Development Resources/Becoming a Committer
First and foremost, being a committer on an Eclipse project is an awesome bit of responsibility. Committers have access to all of their project's resources; tiny mistakes can have huge implications. Given the high level of responsibility, there is a bit of process to becoming a committer.
The short version:
- Establish a pattern of providing high-quality contributions to the project in the form of answers on forums, patches, test cases, and other intellectual property (IP).
- Be nominated by an existing project committer.
- Receive a minimum of three (3) "+1" votes with no "-1" votes from existing committers
- In the case of projects with fewer than three committers, all committers must vote +1.

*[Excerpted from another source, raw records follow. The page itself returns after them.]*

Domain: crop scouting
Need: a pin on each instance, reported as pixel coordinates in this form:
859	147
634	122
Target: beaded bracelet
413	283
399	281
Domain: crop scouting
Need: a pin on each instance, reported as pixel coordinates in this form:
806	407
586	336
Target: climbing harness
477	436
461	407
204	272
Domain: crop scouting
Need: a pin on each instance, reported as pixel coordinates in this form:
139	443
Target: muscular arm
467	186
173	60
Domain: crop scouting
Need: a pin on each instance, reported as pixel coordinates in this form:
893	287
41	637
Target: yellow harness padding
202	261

- A single "-1" vote is essentially a veto; a -1 must be turned into a '0" or "+1" for the vote to succeed.
- Complete the required committer paperwork; this may take the form of an individual or company agreement.
The first part, "Establish a pattern of providing high-quality contributions", is really the hard part. You can't just show up and say "please make me a committer": it doesn't work that way. You start your journey to committer status by making transparent contributions to the project in open forums. Contributions take many different forms: you can answer questions on the project forum; contribute code, tests, etc.; and more. As a general rule, code contributions carry the most weight.
By establishing a pattern of contribution, you demonstrate that you are serious about ongoing participation in the project. By providing high-quality contributions that are accepted by the project and committed into the project's source code, you demonstrate merit/value to the project. At some point, by demonstrating commitment and merit, a project committer will invite you to join their ranks and nominate you to become a committer. The actual bar for merit varies from project to project (and is difficult to quantify).
During the nomination process, the nominator is responsible for documenting the rationale behind the nomination. Generally this takes the form of a list of contributions.
In some cases, known experts may be nominated to be committers. Whether or not this type of nomination is permitted is left to the discretion of the project leadership (including the PMC).